Diary Of A Sinner

By ArchieDog

New Home - Day Eleven

My name is Archie and I am a sinner.

I think I'm settling in quite nicely to this new life with Nippy Wee Wifie.

There's routine, but plenty of excitement. There's comfort and warmth, but I get to be a wet and dirty dog when we are out on our walks. There is discipline - lots and lots of dicipline, but I get loads of praise when I get something right. There are boundaries, lots and lots of boundaries, but I get to relax in the knowlege that I don't have to be in charge..

And there's something new in my life. Something that was alien to me before, something I found distasteful, hateful, restrictive. Something that I actively avoided and tried to wriggle away from.
And now I quite like it.
It's called cuddles.

I don't quite know how or when it happened but I've changed in the last couple of weeks. There was a time when being picked up or held close would make me tense up and give a piercing, threatening stare. I hated the restriction, avoided it, made it clear that tough terriers are a force to be reckoned with and should NOT be messed with.

Nippy Wee Wifie has totally ignored my aversion to displays of affection. She reckons that to be a well adjusted dog I have to suffer being handled, picked up, held, turned upside down and whatever other humiliations she can think of.

At first I put up with it all, fearful to be honest, desperate to escape her attentions. Slowly slowly I came to tolerate it, realised that with acceptance comes comfort, ear scratches, tummy rubs - and loads and loads of praise.

Tonight marked a milestone for both of us.

I'm not allowed on the sofa or the bed. In previous homes I was a holy terror if I got up onto human furniture. That was the main reason why I was returned to the dog home time and time again. If I got up onto the furniture I would bite any human that tried to get near me.

Nippy Wee Wifie made it clear from the outset that furniture was off limits.
Oh yes, I tried. In the first couple of days in my new home I'd jump up and claim my place but NWW wasn't having any of it.
All she ever did was show me the pointy finger and say "OFF". That was enough for me.
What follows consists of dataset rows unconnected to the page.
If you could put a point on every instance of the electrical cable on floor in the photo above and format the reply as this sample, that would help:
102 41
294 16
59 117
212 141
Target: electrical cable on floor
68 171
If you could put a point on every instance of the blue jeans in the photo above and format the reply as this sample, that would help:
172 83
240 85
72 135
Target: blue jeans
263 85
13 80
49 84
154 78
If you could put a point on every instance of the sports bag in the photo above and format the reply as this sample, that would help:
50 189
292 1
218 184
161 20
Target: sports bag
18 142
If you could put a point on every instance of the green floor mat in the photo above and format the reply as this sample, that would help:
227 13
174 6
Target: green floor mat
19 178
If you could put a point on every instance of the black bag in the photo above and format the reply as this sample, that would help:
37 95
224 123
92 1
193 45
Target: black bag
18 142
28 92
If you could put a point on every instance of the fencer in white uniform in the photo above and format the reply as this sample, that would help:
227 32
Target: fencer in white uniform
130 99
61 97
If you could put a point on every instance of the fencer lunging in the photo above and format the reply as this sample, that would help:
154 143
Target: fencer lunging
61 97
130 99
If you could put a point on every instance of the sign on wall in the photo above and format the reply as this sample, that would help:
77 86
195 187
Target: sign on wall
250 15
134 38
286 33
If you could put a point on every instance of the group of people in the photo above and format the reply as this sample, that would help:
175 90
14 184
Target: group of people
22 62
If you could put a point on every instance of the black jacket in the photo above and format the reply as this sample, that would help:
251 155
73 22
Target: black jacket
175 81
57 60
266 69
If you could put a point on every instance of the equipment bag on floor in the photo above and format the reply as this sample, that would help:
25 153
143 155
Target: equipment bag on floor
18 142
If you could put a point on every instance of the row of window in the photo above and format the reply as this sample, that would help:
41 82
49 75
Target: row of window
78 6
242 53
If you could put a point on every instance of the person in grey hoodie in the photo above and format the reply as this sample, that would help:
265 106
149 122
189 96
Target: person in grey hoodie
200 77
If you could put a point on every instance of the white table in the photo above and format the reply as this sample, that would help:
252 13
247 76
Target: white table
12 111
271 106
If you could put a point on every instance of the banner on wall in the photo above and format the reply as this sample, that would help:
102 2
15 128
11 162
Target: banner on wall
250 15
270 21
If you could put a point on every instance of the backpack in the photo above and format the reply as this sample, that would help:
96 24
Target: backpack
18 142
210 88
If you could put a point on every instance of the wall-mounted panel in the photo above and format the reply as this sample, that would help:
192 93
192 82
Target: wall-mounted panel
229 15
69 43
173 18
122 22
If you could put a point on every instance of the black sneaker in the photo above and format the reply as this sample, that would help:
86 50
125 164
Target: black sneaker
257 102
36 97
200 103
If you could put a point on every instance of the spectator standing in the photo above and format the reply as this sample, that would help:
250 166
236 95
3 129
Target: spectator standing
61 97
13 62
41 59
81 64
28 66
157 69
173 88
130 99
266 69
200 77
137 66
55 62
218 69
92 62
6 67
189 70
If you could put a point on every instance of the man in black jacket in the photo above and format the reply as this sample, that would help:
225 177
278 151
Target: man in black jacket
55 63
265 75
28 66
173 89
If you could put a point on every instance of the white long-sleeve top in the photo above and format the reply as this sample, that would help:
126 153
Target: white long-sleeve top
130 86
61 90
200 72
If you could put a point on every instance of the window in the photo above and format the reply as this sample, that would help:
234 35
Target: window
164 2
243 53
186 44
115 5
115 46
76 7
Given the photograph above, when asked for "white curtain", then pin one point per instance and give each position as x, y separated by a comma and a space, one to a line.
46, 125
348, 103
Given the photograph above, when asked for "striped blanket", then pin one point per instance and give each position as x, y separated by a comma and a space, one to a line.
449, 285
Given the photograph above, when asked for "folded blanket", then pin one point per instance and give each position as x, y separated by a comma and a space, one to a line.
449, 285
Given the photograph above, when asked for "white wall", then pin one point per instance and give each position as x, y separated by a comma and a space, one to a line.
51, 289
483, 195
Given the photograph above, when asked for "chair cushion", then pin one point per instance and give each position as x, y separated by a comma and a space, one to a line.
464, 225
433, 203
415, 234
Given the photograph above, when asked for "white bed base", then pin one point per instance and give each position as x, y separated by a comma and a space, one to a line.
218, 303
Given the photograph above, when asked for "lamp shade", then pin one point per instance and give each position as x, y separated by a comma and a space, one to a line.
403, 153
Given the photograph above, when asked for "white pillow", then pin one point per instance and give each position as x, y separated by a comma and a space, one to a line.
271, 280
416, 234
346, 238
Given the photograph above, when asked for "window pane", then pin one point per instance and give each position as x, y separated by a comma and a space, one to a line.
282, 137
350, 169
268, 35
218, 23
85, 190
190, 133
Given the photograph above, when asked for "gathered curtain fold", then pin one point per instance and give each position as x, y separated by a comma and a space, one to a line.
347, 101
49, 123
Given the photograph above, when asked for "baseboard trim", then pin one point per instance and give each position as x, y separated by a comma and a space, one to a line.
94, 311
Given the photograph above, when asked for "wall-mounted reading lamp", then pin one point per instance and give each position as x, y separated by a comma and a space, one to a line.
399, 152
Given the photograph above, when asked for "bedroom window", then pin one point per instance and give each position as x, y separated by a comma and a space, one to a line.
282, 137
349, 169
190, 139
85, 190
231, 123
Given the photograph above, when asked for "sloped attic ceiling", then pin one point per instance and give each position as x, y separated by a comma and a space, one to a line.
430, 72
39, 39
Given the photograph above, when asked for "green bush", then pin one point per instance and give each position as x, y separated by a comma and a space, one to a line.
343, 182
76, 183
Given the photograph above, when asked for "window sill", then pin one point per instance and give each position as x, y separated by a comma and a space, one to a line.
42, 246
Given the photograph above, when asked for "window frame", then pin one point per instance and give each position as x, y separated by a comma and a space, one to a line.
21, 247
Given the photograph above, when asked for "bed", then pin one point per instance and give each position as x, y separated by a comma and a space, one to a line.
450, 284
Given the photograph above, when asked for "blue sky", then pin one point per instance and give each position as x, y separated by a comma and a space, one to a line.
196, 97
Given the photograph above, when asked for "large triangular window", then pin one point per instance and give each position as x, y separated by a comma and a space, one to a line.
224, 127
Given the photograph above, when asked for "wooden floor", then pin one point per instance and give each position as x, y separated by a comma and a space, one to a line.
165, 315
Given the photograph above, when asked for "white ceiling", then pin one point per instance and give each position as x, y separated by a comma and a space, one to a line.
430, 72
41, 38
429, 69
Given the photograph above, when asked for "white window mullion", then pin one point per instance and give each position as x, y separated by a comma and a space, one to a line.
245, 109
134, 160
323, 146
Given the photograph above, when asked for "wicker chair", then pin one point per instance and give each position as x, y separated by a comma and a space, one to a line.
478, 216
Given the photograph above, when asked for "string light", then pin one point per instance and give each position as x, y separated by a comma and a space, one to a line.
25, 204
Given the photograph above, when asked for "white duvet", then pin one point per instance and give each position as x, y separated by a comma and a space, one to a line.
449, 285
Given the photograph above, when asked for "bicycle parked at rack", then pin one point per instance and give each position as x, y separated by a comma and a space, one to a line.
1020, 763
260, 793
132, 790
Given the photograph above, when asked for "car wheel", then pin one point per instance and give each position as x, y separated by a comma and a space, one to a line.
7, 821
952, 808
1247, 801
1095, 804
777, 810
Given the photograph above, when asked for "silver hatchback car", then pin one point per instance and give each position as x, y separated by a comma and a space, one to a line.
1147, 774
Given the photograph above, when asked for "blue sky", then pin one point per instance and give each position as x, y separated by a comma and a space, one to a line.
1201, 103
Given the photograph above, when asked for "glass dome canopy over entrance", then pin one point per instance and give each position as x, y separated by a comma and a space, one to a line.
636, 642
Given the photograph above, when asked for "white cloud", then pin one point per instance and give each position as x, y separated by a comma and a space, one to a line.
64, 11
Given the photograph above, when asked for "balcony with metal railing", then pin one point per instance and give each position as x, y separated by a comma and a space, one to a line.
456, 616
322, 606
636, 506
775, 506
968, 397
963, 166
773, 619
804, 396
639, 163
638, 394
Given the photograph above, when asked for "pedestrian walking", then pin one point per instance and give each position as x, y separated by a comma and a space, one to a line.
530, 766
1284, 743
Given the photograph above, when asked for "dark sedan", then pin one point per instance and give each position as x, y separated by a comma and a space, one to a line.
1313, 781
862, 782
I never tried to challenge her. Somehow I knew that she wouldn't tolerate any of the agression that I had shown to my other owners.

After day three with her I totally forgot about trying to assert my "dominance" by guarding the furniture. I had my own bed, my crate and a comfy spot by the fire. I knew the score.

Tonight NWW was lying comfortably watching the television. I was lying down on the floor to be beside her. She looked down at me and then, miracle of miracles, she invited me up beside her.

I jumped up and settled down, curling myself up as small as possible, snuggled beside her tummy, trying to be invisible. She curled around me, arm over me - then fell asleep. I lay there, hardly daring to breathe. It was GREAT..

The magic ended when she awakened. We peered at each other, bleary eyed and sleepy.
In the past I would have growled at being disturbed. Instead I lay there and waited instructions.

And intruction came.....
Right, OFF.

I jumped down in a flash, all tail wagging and happy.
Then it was biscuits in the crate, business as usuall.

Somehow I don't think she's caved totally but she obviously trusts me a lot more.
It might even happen again.

I hope I don't blow it. This cuddling caper is seriously nice.

The picture - well, it's just a snap out of the car window as NWW was driving away from the stables. It was windy, dark and seriously spooky. The horses had refused to be caught in the field and NWW was forced to wade in and fetch them. She ended up plastered in mud and not at all pleased. She was totally boggin' when she got home - and she has the cheeck to rub ME down with a damp towel.